Play Reading Week

Each year, the Tarragon invites six writers into its Playwrights Unit, where, with the support of artistic director Richard Rose and literary manager Andrea Romaldi, they work to develop a new play. After the first draft is read by professional actors in January, quarterly meetings follow where successive drafts are read by fellow unit members. Each playwright has the opportunity to hear his/her script read aloud several times, and receive constructive feedback following the reading from fellow writers as well as the artistic director and literary manager. Our annual Play Reading Week takes place in November or December of each year. Here, each play from the unit receives a public reading by professional actors.

Play Reading Week 2009

Tarragon is gearing up for our annual Play Reading Week, which runs from November 19 to 28, 2009.  You might have noticed that this is slightly longer than a week, and that’s because this year’s lineup boasts a whopping nine readings

Many of our mainspace plays were first seen at Play Reading Week.  Courageous by Michael Healey and Hush by Rosa Laborde enjoyed readings just last year, so if you want to be the first to have a sneak peek at exciting new work, join us this November!
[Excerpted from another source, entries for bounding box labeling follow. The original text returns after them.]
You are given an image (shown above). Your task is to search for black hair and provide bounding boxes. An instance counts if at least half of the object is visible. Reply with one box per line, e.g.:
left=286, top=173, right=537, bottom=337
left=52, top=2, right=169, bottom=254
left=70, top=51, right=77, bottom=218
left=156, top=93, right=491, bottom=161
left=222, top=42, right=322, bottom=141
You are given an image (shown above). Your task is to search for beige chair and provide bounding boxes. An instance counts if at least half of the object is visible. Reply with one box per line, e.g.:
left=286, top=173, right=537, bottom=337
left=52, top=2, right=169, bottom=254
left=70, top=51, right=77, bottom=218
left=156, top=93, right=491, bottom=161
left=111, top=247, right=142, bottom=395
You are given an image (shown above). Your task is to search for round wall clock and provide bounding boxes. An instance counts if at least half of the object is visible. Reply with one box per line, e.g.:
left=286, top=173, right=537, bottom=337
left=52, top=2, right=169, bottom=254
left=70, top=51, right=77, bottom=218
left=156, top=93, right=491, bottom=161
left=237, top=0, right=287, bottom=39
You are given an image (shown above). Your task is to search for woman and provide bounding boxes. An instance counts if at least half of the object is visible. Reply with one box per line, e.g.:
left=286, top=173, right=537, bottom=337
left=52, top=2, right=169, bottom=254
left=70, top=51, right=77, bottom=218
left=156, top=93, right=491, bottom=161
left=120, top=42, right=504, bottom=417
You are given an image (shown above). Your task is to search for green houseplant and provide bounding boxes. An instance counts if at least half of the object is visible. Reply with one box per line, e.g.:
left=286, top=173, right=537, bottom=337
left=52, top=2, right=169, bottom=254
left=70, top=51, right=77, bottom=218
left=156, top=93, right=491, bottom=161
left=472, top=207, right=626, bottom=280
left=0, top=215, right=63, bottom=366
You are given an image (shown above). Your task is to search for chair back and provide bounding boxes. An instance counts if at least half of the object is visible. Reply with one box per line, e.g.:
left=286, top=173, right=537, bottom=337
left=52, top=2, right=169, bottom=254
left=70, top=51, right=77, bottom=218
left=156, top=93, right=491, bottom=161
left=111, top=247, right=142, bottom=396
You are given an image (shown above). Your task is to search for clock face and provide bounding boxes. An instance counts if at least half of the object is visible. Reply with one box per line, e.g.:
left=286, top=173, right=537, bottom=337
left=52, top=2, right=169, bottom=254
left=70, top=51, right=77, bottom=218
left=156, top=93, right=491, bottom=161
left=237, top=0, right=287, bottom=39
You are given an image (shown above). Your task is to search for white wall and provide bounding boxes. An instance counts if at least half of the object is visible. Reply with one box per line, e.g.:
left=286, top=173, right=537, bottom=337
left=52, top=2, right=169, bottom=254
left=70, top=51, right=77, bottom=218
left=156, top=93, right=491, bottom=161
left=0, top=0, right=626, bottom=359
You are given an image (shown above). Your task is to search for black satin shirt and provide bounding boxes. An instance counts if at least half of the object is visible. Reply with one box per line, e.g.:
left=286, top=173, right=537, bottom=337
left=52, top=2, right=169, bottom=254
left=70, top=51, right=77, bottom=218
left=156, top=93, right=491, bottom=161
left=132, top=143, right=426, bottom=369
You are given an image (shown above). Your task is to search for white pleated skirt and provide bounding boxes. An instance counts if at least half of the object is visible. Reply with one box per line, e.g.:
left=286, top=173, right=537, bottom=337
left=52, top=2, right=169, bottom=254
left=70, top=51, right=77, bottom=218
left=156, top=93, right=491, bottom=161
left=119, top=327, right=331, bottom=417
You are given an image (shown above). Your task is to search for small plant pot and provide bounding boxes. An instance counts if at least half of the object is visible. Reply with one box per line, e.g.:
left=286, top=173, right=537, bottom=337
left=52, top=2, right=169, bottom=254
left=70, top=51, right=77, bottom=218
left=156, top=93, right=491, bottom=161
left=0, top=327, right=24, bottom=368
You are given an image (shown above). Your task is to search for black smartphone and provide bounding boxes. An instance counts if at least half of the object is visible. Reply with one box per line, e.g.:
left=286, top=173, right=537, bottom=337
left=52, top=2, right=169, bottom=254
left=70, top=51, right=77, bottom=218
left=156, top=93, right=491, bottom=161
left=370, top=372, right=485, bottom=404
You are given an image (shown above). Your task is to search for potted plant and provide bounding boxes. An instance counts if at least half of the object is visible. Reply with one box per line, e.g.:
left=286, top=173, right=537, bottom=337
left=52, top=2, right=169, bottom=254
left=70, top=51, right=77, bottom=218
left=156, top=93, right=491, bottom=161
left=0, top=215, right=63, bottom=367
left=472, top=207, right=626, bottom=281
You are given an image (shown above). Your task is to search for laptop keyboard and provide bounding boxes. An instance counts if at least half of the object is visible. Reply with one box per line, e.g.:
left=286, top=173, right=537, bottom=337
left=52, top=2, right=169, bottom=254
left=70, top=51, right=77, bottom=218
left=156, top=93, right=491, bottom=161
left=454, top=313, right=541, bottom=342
All readings will take place in the Near Studio at 8 pm

Admission is free, and no reservations are taken. 

For more information, please contact our box office at 416-531-1827.

Beatrice Chancy

by George Elliott Clarke
directed by Richard Rose
Thursday, November 19 at 8pm

Beatrice, the daughter of a black slave woman and her white master, is sixteen and just returned from a convent school where she was sent “to copy white ladies ways”.  She is the apple of her father’s eye until her declaration of love for a slave sparks a monstrous act.

Mother of Him

by Evan Placey
directed by Kelly Straughan
Friday, November 20 at 8 pm

It could be a morning like any other as Brenda cooks breakfast for her two sons, but eight year-old Jason’s refusing to go to school and teenager Matthew is under house arrest upstairs. As Brenda struggles for justice for her son, she learns it’s the laws inside the house that matter most.
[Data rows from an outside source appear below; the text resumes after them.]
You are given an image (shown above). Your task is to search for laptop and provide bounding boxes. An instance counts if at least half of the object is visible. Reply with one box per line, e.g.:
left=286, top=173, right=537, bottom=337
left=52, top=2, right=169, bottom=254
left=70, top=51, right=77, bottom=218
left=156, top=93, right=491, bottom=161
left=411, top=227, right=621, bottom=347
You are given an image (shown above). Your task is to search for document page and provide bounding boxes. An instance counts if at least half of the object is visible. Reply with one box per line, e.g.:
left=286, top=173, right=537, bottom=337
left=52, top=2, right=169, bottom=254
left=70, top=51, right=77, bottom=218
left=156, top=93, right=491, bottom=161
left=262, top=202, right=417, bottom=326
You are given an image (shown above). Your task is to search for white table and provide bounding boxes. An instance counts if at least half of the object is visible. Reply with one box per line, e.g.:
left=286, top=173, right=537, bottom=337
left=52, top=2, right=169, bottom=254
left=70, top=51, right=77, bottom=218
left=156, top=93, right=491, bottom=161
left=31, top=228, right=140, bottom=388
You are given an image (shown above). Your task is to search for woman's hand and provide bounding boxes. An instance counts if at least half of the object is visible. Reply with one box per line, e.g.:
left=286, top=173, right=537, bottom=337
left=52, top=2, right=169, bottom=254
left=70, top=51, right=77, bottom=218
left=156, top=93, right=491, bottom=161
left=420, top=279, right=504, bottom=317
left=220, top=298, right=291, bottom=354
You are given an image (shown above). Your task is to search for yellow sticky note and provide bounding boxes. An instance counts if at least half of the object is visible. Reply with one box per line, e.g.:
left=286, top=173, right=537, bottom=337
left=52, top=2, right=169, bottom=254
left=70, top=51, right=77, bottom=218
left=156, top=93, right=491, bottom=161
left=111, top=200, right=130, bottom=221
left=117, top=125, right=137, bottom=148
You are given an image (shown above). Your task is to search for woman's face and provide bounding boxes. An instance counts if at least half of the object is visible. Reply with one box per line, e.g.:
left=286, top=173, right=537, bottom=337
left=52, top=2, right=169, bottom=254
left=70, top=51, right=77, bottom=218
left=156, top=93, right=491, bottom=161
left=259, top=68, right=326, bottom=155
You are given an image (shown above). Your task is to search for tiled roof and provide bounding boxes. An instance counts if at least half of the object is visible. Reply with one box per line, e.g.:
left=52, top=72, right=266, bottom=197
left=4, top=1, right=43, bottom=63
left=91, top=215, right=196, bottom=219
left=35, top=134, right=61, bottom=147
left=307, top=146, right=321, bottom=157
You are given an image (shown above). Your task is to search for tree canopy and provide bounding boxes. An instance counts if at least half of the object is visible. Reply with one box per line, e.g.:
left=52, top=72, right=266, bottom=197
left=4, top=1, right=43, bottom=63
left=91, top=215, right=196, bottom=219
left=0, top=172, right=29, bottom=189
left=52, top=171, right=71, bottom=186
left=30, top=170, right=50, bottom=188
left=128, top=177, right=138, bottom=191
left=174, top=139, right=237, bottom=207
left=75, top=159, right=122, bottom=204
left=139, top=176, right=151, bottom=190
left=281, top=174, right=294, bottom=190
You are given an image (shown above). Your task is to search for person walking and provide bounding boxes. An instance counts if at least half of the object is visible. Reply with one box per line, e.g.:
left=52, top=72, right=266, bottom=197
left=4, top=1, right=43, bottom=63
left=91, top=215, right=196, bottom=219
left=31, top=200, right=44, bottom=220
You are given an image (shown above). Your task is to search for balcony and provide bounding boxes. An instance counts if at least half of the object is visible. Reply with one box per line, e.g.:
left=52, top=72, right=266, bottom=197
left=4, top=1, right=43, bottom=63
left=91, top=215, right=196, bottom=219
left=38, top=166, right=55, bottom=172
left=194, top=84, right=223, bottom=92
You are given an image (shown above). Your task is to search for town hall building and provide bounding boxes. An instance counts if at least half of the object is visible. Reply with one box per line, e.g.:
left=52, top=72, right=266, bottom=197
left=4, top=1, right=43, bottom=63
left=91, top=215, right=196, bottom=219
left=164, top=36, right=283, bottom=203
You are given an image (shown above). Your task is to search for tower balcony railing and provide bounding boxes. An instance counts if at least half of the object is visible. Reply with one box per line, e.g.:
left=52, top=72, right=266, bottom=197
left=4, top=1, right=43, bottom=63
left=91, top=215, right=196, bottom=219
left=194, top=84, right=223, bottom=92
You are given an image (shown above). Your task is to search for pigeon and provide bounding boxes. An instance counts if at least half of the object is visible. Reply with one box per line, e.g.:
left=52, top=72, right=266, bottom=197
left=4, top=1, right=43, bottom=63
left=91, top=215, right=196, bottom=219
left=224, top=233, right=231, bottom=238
Winner of the inaugural RBC Tarragon Under 30 Playwriting Competition.

Smuggling Buddha

by Nicolas Billon
directed by Richard Rose
Saturday, November 21 at 8 pm

When Anna asks her children, Colin and Elizabeth, to return home right away, they expect the worst. As always, animosity between the siblings quickly surfaces, but after Anna's unexpected announcement, brother and sister must face some truths that have remained obscured for years — and deal with their mother's impossible decision.

Wide Awake Hearts

by Brendan Gall
directed by Richard Rose
Monday, November 23 at 8 pm

Wide Awake Hearts is a nightmare about love and fidelity set against the backdrop of the Toronto film industry.  Four nameless characters are ripped from one scene into the next against their will and before they are ready, blurring the fine line between fiction and reality. 

Spine

by Michelle D’Alessandro Hatt
directed by Richard Rose
Tuesday, November 24 at 8 pm

A family is caught in the crossfire of gang violence after a mother and son witness a stabbing outside Christie Subway Station. As threats and fears loom large inside and outside their urban home, it is clear their lives will never be the same again.    
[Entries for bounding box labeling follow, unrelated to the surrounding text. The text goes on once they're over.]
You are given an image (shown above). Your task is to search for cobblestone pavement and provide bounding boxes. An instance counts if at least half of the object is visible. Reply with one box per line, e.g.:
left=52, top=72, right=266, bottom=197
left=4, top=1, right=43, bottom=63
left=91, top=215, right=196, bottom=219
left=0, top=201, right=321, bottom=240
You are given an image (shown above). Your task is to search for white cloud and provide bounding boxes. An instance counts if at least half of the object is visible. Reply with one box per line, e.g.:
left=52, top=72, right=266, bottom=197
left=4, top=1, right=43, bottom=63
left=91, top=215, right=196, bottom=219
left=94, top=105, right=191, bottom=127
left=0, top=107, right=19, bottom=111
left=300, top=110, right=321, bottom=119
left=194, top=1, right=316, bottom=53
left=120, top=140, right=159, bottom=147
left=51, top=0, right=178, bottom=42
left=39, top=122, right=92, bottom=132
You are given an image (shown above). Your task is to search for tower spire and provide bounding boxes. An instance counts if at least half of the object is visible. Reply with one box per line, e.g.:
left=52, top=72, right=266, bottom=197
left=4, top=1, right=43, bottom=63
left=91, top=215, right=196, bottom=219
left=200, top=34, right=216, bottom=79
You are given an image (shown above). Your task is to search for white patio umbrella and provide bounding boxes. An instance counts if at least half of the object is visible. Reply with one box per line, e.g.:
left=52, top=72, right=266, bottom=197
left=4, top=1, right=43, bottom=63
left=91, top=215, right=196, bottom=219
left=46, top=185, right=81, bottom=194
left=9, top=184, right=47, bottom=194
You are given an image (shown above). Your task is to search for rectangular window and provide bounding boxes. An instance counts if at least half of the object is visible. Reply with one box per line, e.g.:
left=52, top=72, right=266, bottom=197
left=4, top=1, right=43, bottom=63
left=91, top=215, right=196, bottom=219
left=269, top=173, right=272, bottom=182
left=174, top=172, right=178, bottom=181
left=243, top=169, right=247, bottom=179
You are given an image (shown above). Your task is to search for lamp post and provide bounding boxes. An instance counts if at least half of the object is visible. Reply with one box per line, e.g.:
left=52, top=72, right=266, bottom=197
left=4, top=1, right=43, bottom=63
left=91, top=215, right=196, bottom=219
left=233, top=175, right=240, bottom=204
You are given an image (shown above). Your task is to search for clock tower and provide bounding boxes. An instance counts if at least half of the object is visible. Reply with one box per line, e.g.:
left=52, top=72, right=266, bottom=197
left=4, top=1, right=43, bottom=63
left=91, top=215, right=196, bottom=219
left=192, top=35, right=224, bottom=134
Carried Away On The Crest of a Wave

by David Yee
directed by Richard Rose
Wednesday, November 25 at 8 pm

Set in the years following the 2004 Indian Ocean Tsunami, Carried Away on the Crest of a Wave is a play about causality and the interconnectedness of things. From a hitman in Bangkok, to a priest in Tamil Nadu, to a housewife in Utah, it asks what happens when the events that tie us together are the same that tear us apart.

Incendiaries

by Jane Maggs
directed by Richard Rose
Thursday, November 26 at 8 pm

He saves her, she burns him, he plays her a song he wrote, she teaches him all humans are capable of all things. And after a life altering irrevocable act, they divide on an issue. She realizes all humans are not capable of all things at the precise moment he realizes they definitely are. 

The Attic Sequel

by Jennifer Brewin, Leah Cherniak, Ann Marie MacDonald, Alisa Palmer and Martha Ross
directed by Alisa Palmer
Friday, November 27 at 8 pm

This follow up to the acclaimed The Attic, The Pearls and Three Fine Girls opens twenty years later as the sisters reconvene for a family crisis.  Jayne and Jojo will do anything to rescue Jelly, but end up rescuing themselves instead in this painfully funny look at family intimacy and the surprising truths of middle age.

Bethlehem

by Aaron Bushkowsky
directed by Richard Rose
Saturday, November 28 at 8 pm

Ari, who needs a better job to keep his wife in money, ends up being the foreclosure specialist for a bank only to foreclose on his wife’s ex-boyfriend – a man she never “got over”.  A funny, dark comedy about betrayal and interest rates.